We chose to compare PPO with REINFORCE because both are prominent reinforcement learning algorithms used in generative tasks, yet they have distinct mechanisms and performance characteristics. PPO is known for its stability and efficiency due to its clipped surrogate objective function, whereas REINFORCE directly optimizes the expected return but can suffer from high variance and less stable updates. By examining these six aspects, we aim to demonstrate the advantages of the PPO algorithm in producing chemically valid, diverse, and biologically relevant molecules, highlighting its potential to enhance the drug discovery process.
3.1. Chemical Properties
To assess the molecular validity of the generated molecules, we employed the RDKit library [
28], focusing on several critical aspects: structural parsing, chemical standardization, atom type checks, valence checks, and charge checks. This evaluation allowed us to compare the effectiveness of the PPO and REINFORCE algorithms in producing valid molecules.
The molecular validity analysis of compounds generated by PPO and REINFORCE algorithms shows significant differences (
Figure 3). For the dataset with the maximum pIC50 value, PPO achieved a validity rate of 94.86% (5551 valid out of 5852), whereas REINFORCE had a much lower validity rate of 46.59% (3902 valid out of 8376). Similarly, for the dataset with the minimum pIC50 value, PPO maintained a high validity rate of 94.35% (5565 valid out of 5898), while REINFORCE improved but still lagged with a validity rate of 93.14% (4224 valid out of 4535). Overall, PPO demonstrates superior performance in generating chemically valid compounds.

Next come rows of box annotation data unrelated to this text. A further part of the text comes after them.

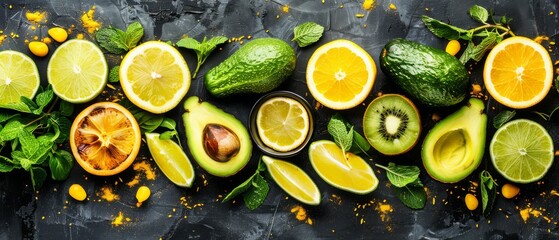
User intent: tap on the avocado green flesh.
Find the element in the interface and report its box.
[204,38,297,97]
[421,98,487,183]
[380,38,470,106]
[182,96,252,177]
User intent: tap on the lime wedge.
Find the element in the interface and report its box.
[262,156,320,205]
[489,119,555,183]
[0,50,41,105]
[146,133,194,187]
[47,39,109,103]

Comparing the molecules generated by the PPO and REINFORCE algorithms without controlling for molecular weight allows for a comprehensive evaluation of the overall molecular weight distribution produced by each algorithm. This approach highlights the differences in performance across various molecular weight ranges, from small to large molecules, providing a complete view of each algorithm's capabilities.
In the dataset with maximum pIC50 values (
Figure 4a), the PPO dataset has a mean molecular weight of 745.75 with a standard deviation of 446.77, indicating greater diversity and higher molecular weight; while the REINFORCE dataset has a mean molecular weight of 338.82 with a standard deviation of 95.91, showing a more concentrated distribution. In the dataset with minimum pIC50 values (
Figure 4b), the PPO dataset has a mean molecular weight of 604.49 with a standard deviation of 376.81, again indicating greater diversity; the REINFORCE dataset has a mean molecular weight of 243.90 with a standard deviation of 72.19, showing a more concentrated low molecular weight distribution. Overall, the PPO algorithm excels in generating high molecular weight and diverse compounds, while the REINFORCE algorithm is better at generating low molecular weight compounds with a concentrated distribution (
Table 1).
3.2. Diversity and Activity
Comparing the molecular diversity generated by PPO and REINFORCE algorithms is crucial for evaluating their ability to explore chemical space and produce novel, biologically relevant structures. This comparison helps identify which algorithm generates a more diverse set of molecules, thereby enhancing the chances of discovering new drug candidates.
As shown in
Figure 5,the maximum pIC50 value datasets generated by PPO and REINFORCE algorithms show significant differences in similarity distribution. The PPO dataset has a mean similarity of 0.1572 and a standard deviation of 0.0931, indicating greater structural diversity. In contrast, the REINFORCE dataset has a mean similarity of 0.1558 and a standard deviation of 0.0717, indicating more structural similarity. The frequency of the REINFORCE dataset is higher than that of the PPO dataset in the 0.1 to 0.2 similarity range, showing that REINFORCE generates compounds more concentrated in this range. In the minimum pIC50 value datasets, the similarity distribution of the PPO dataset is mainly between 0.0 and 0.2 with a flatter spread, while the REINFORCE dataset is between 0.0 and 0.3 with higher peak frequencies. The PPO dataset's mean similarity is 0.1344, lower than REINFORCE's 0.1805, indicating greater structural diversity. PPO's standard deviation is 0.0740, slightly lower than REINFORCE's 0.0803, showing less fluctuation and a more even distribution. The PPO dataset has higher frequency in the 0.1 to 0.2 similarity range, whereas REINFORCE shows higher frequencies at higher similarity values, indicating more structural similarity. In summary, the PPO algorithm generates compounds with a wider range of structural diversity, whereas the REINFORCE algorithm tends to produce compounds concentrated within specific similarity ranges.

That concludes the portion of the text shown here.